If you are bearish on natural gas, you can profit from a fall in natural gas price by buying (going long) natural gas put options.

Example: Long Natural Gas Put Option

You observed that the near-month NYMEX Natural Gas futures contract is trading at the price of USD 5.5150 per mmbtu. A NYMEX Natural Gas put option with the same expiration month and a nearby strike price of USD 5.5000 is being priced at USD 0.3700/mmbtu. Since each underlying NYMEX Natural Gas futures contract represents 10,000 mmBtus of natural gas, the premium you need to pay to own the put option is USD 3,700.

Assuming that by option expiration day, the price of the underlying natural gas futures has fallen by 15% and is now trading at USD 4.6880 per mmbtu. At this price, your put option is now in the money.
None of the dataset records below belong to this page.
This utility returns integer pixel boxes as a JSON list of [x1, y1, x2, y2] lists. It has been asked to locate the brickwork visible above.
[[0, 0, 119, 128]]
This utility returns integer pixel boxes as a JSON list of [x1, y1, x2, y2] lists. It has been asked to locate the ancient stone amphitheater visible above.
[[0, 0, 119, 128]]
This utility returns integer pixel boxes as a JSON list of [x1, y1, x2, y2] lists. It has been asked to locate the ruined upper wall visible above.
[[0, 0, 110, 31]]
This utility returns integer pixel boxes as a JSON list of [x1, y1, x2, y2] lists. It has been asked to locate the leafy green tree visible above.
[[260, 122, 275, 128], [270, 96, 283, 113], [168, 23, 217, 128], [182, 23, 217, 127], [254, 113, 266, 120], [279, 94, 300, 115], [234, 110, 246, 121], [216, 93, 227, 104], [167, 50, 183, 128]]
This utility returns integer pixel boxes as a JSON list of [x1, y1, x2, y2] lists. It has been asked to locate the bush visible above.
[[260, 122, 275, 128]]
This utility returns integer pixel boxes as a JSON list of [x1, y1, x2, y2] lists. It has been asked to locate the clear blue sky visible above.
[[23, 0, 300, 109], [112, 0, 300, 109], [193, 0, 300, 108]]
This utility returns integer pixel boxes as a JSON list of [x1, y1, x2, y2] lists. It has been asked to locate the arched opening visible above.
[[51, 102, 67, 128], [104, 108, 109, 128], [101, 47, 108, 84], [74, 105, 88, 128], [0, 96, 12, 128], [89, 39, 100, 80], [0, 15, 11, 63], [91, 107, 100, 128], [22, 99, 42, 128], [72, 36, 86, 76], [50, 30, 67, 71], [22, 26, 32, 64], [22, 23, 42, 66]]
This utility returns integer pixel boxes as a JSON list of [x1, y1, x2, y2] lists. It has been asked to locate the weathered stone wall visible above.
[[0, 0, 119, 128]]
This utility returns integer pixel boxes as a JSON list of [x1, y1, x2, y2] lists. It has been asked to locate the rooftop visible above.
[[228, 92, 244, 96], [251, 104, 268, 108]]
Gain from Put Option Exercise

By exercising your put option now, you get to assume a short position in the underlying natural gas futures at the strike price of USD 5.5000. In other words, it also means that you get to sell 10,000 mmbtus of natural gas at USD 5.5000/mmbtu on delivery day.

To take profit, you enter an offsetting long futures position in one contract of the underlying natural gas futures at the market price of USD 4.6878 per mmbtu, resulting in a gain of USD 0.8120/mmbtu. Since each NYMEX Natural Gas put option covers 10,000 mmBtus of natural gas, gain from the long put position is USD 8,120. Deducting the initial premium of USD 3,700 you paid to purchase the put option, your net profit from the long put strategy will come to USD 4,420.

Long Natural Gas Put Option Strategy
Gain from Option Exercise=(Option Strike Price - Market Price of Underlying Futures) x Contract Size
=(USD 5.5000/mmbtu - USD 4.6880/mmbtu) x 10000 mmbtu
=USD 8,120
Investment=Initial Premium Paid
=USD 3,700
Net Profit=Gain from Option Exercise - Investment
=USD 8,120 - USD 3,700
=USD 4,420
Return on Investment=119%

Sell-to-Close Put Option

In practice, there is often no need to exercise the put option to realise the profit. You can close out the position by selling the put option in the options market via a sell-to-close transaction. Proceeds from the option sale will also include any remaining time value if there is still some time left before the option expires.

In the example above, since the sale is performed on option expiration day, there is virtually no time value left. The amount you will receive from the natural gas option sale will be equal to it's intrinsic value.